Ph.D
Group : Parallel Systems
Méthodes de génération automatique de code appliquées à l’algèbre linéaire numérique dans le calcul haute performance
Starts on 01/10/2013
Advisor : BABOULIN, Marc
Funding : Contrat doctoral uniquement recherche
Affiliation : Université Paris-Saclay
Laboratory : LRI PARSYS
Defended on 26/09/2016, committee :
Directeur de thèse
Marc Baboulin, Professeur, Univ. Paris-Sud, Orsay
Co-encadrant de thèse
Joël Falcou, Maître de Conférences, Univ. Paris-Sud,
Rapporteurs
-Paolo Bientinesi, Professeur, Aachen University, Aachen, Germany
-David Hill, Professeur, Univ. Blaise Pascal, Clermont-Ferrand
Examinateurs
-Frédéric Magoulès, Professeur, Ecole Centrale Paris
-Emmanuel Chailloux, Professeur, Université Pierre et Marie Curie
Research activities :
Abstract :
Parallelism in today’s computer architectures is ubiquitous whether it be in supercomputers, workstations or on portable devices such as smartphones. Exploiting efficiently these systems for a specific application requires a multidisciplinary effort that concerns Domain Specific Languages (DSL), code generation and optimization techniques as well as application-specific numerical algorithms.
In this PhD thesis, we present a method of high level programming that takes into account the features of heterogeneous architectures and the properties of matrices to build a generic dense linear algebra solver. As GPUs have become an asset in high performance computing, incorporating their use in general solvers is an important issue.
We extend our approach to a new multistage programming model that alleviates the interoperability problems between the CPU and GPU programming models.
Our multistage approach is used to automatically generate GPU code for CPU-based
element-wise expressions and parallel skeletons while allowing for type-safe program generation.

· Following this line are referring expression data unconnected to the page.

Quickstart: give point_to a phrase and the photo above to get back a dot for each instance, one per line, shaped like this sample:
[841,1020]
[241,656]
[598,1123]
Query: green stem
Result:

Finally, we investigate how to apply high level programming techniques to batched
computations and tensor contractions. We first explain how to design a simple data container
using modern C++-14 programming techniques. Then, we study the issues around batched
computations, memory locality and code vectorization to implement a highly optimized
matrix-matrix product for small sizes using SIMD instructions.